Book Excerpt: Steve Earle: Fearless Heart, Outlaw Poet

Biography Covers Life, Music of Outspoken Singer-Songwriter

In the decade since releasing 1986’s landmark album Guitar Town, Steve Earle had fallen on severely hard times — drug addiction, divorce, jail time and persistent doubt from his peers that he had any music left in him. However, in 1996, he issued a comeback album that changed everything. I Feel Alright united him with producer Richard Dodd, a native of England, who demanded a strong work ethic from the songwriter.

As author David McGee writes in the new biography, Steve Earle: Fearless Heart, Outlaw Poet, “Though Dodd was responsible for only five tracks out of the 12 planned for the album, his take-charge approach and nonnegotiable demands he placed on the conduct of the sessions seemed to be exactly what Steve needed at this delicate point in his recovery.”

The following excerpt describes the necessary compromises and new, hard-hitting songs that brought the often-controversial performer back into the game.

[Excerpted from Steve Earle: Fearless Heart, Outlaw Poet by David McGee, © 2005, Backbeat Books]

At the time Jack Emerson and Dub Cornett [from Earle’s label, E-Squared] called Richard Dodd’s manager with an offer to produce Steve Earle, Dodd had never heard of Steve Earle. Told of the offer, Dodd weighed the two options he considers in cases when he doesn’t know an artist or an artist’s work: he could investigate both and make a decision based on the available information, or he could remain ignorant but intrigued and gauge his feelings in the course of a face-to-face meeting with the subject. With Steve, he chose the latter, “and that was a shock.”
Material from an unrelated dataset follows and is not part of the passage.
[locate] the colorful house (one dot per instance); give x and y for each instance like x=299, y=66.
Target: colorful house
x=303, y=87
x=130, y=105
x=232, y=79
“Oh, my God. He had just come out of prison. He looked dreadful. He was very large, with a huge growth growing out of one of his arms, left arm I think, about the size of a baseball. Teeth going every way, what teeth he had left. He sat across from me in the interview, I suppose is what it was; he interviewed me and I interviewed him. Both his legs were going at different times, shaking and everything, with a Diet Coke in his hand, saying how he was completely cured of drugs and in control of everything. He looked like an accident waiting to happen. I was desperate to get out of there; I didn’t want anything to do with him. I don’t like the drug thing, and I’m not that deeply rock ’n’ roll. I’ve been around it, I’ve just chosen not to be part of it. It was a relief when he said, ’Can I play you something?’ So I thought, Yeah, I can listen to some music and say I don’t like it or I’m not the right person, and then leave.”

After hearing some demos Steve had put on tape, Dodd was impressed almost to the point of speechlessness. But suspicious too, given Steve’s recent history.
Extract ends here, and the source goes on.